# Tiny fish for 5.5 gal aquascape?



## Andrew M. (Aug 28, 2012)

What are some good, small, vibrant background fish for a 5.5 aquascape and where to buy? I was thinking galaxy rasboras but I'm not sure where I could get them here. I'm also planning to have cherry shrimp.
Heres the tank:


----------



## scott tang (Jan 29, 2012)

guppies neon tetra sory i just got bac into fw cant help much


----------



## Foxtail (Mar 14, 2012)

Scarlet badis...

Sent from my Galaxy Nexus using Tapatalk 2


----------



## shady280 (Oct 17, 2011)

mosquito/chilli rasbora. small and really red like a cherry. i have some in my 6 gal edge.


----------



## inuudo (Sep 23, 2012)

Perhaps a group of microdevario nana?


----------



## Atom (Apr 21, 2010)

Boraras Brigittae. They really brighten up in a nicely planted tank.


----------



## Livyding (Feb 6, 2013)

I wouldn't put any sort of shoaling fish in a tank that small... The whole point of getting them is to watch them swim, right? What fun is it to watch them swim around in circles all day?

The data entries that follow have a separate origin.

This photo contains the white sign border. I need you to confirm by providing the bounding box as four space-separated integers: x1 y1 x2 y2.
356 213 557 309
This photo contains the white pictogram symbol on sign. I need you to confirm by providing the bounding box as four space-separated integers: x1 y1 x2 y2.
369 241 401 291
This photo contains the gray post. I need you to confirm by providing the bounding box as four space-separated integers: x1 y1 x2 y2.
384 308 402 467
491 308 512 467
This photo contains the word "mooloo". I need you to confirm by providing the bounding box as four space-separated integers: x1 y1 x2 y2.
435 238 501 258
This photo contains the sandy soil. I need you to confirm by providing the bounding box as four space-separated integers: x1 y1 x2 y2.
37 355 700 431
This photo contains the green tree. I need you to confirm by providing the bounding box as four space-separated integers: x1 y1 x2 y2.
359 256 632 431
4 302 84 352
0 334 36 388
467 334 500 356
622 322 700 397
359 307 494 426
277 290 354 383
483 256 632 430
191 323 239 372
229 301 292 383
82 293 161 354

Scarlet badis could work though, or a single Betta, or you could do an awesome shrimp-only tank.... There are a lot more than cherry shrimp out there.


----------



## fat fish (Jan 23, 2013)

thredfin rainbows would be nice
fantasy aquatics has your rasboras


----------



## CRS Fan (Apr 21, 2010)

I suggest Sundadanio axelrodi (aka blue/red/green Axelrod rasbora). I believe Canadian Aquatics or Fantasy Aquatics should have them in stock.

Best regards,

Stuart


----------



## arash53 (Aug 13, 2011)

Clown killifish

Sent from Petguide.com App


----------



## Grandwitch (Jan 30, 2013)

Endler Guppies would do well. I have a 4 gal Nano with baby Starfire Danios. They never stop swimming and are a Bright Reddish Pink color. Kept in a group of 5 they are Stunning! This is my first attempt at breeding them. They are like swimming hairs. I'm very excited! Good Luck!


----------



## Tazzy_toon (Jul 25, 2011)

Wow, alot of good ideas. I've been keeping my eye on this thread because i'm going to be setting up a 5 gal for my kids  Curious to know what you pic out of all these awesome suggestions.


----------



## Flear (Dec 8, 2012)

a 5 gallon ?, really ?
Dwarf pygmy goby Pandaka pygmaea
9mm adult

i'm always going to wonder why people think such small tanks for fish are acceptable.

as for the dwarf pygmy goby, ... if you can find them, their diet is listed as 'plankton', no idea if phyto or zoo.


----------